Bearloga has submitted this change and it was merged.
Change subject: Switch the running of the R scripts /over/ to an R script.
......................................................................
Switch the running of the R scripts /over/ to an R script.
This switches over running the R scripts used for data collection
so that the shell script just needs to call one .R. It means
we won't have to append the .sh when adding new retrieval scripts -
and, more importantly, the internal logic is a prerequisite for automated
backfilling.
Bug: T114919
Change-Id: If7b29f7e2fd5ca9112d3901ac8d71ae57b34e96e
---
M common.R
M config.R
M main.sh
M maps/tiles.R
M maps/usage.R
A run.R
M search/LDN.R
M search/api.R
M search/app.R
M search/desktop.R
M search/dwelltime.R
M search/mobile.R
M wdqs/basic_usage.R
13 files changed, 71 insertions(+), 92 deletions(-)
Approvals:
Bearloga: Verified; Looks good to me, approved
diff --git a/common.R b/common.R
index bdbdfcb..202ec46 100644
--- a/common.R
+++ b/common.R
@@ -1,9 +1,12 @@
source("config.R")
-# Dependencies
-library(lubridate)
-library(olivr)
-suppressPackageStartupMessages(library(data.table))
+# Directory creation function
+check_dir <- function(dir){
+ if(!file.exists(dir)) {
+ dir.create(path = dir)
+ }
+ return(invisible())
+}
# Query building function
query_func <- function(fields, table, ts_field, date = NULL, conditionals =
NULL){
diff --git a/config.R b/config.R
index f1b524e..1b50863 100644
--- a/config.R
+++ b/config.R
@@ -1,9 +1,17 @@
-# Config variables and setup:
-options(scipen = 500, q = "no")
+# Config variables and setup
+options(scipen = 500, save = "no")
-# base_path : This is set on a per-script level
-# (before sourcing common.R)
+# Core paths
+write_root <- "/a/aggregate-datasets/"
+dirs <- c("maps","wdqs", "search")
+write_dirs <- paste0(write_root, dirs)
-if(!file.exists(base_path)) {
- dir.create(path = base_path)
-}
+# Dependencies
+library(lubridate)
+library(olivr)
+suppressPackageStartupMessages(library(data.table))
+library(readr)
+library(ortiz)
+library(plyr)
+library(magrittr)
+library(survival)
diff --git a/main.sh b/main.sh
index 54ec90b..b1511e9 100644
--- a/main.sh
+++ b/main.sh
@@ -1,11 +1,3 @@
-R CMD BATCH ./search/desktop.R
-R CMD BATCH ./search/mobile.R
-R CMD BATCH ./search/app.R
-R CMD BATCH ./search/api.R
-R CMD BATCH ./search/dwelltime.R
-R CMD BATCH ./search/LDN.R
-R CMD BATCH ./wdqs/basic_usage.R
-R CMD BATCH ./maps/usage.R
-R CMD BATCH ./maps/tiles.R
+R CMD BATCH run.R
python ./search/core.py
rm -rf .RData
diff --git a/maps/tiles.R b/maps/tiles.R
index c07081d..71542c4 100644
--- a/maps/tiles.R
+++ b/maps/tiles.R
@@ -1,7 +1,5 @@
# Per-file config:
-base_path <- "/a/aggregate-datasets/maps/"
-
-source("common.R")
+base_path <- paste0(write_root, "maps/")

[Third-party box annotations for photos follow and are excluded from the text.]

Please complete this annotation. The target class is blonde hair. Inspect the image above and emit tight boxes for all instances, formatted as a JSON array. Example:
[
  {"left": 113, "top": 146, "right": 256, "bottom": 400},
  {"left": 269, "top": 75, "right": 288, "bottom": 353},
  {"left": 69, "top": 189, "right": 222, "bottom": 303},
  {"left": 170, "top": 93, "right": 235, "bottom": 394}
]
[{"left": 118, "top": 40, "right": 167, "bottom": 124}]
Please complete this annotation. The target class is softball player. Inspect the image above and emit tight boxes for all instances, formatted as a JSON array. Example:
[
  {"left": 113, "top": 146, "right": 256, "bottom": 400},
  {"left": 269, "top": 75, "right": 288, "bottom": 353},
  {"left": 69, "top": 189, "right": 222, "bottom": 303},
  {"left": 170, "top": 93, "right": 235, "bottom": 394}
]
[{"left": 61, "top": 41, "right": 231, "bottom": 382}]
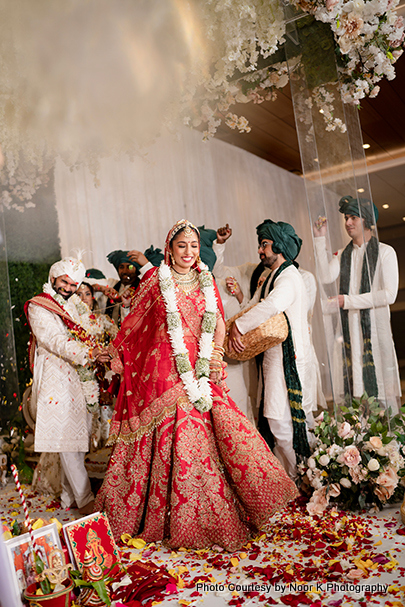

## This script extracts Vagrant logs and processes them to summarize
server-side maps usage.
# Specifically, it generates a dataset containing summaries (avg, median,
percentiles) of:
@@ -10,7 +8,7 @@
# - tile requests per style per zoom, e.g. "osm-z10", "osm-z11", ...
main <- function(date = NULL) {
-
+
# Date handling
if(is.null(date)) {
date <- Sys.Date() - 1
@@ -69,7 +67,3 @@
# AND uri_path RLIKE
'^/([^/]+)/([0-9]{1,2})/(-?[0-9]+)/(-?[0-9]+)(@([0-9]\\.?[0-9]?)x)?\\.([a-z]+)$'")
# lapply(seq(as.Date(earliest_ts[1, 1]),Sys.Date()-1, "day"), main)
# ^ equivalent to: lapply(seq(as.Date("2015-08-28"), Sys.Date() - 1, "day"),
main)
-
-# Run and kill
-main()
-q(save = "no")
diff --git a/maps/usage.R b/maps/usage.R
index 408f743..025f25a 100644
--- a/maps/usage.R
+++ b/maps/usage.R
@@ -1,6 +1,4 @@
-base_path <- "/a/aggregate-datasets/maps/"
-
-source("common.R")
+base_path <- paste0(write_root, "maps/")
# Gathers very basic data for Maps.
main <- function(date = NULL, table = "GeoFeatures_12914994"){
@@ -23,10 +21,6 @@
return(invisible())
}
-
-# Run and kill
-main()
-q(save = "no")
# Good data starts on 20150804, so for backfilling...
# lapply(seq(as.Date("2015-08-04"),Sys.Date()-1, "day"), main)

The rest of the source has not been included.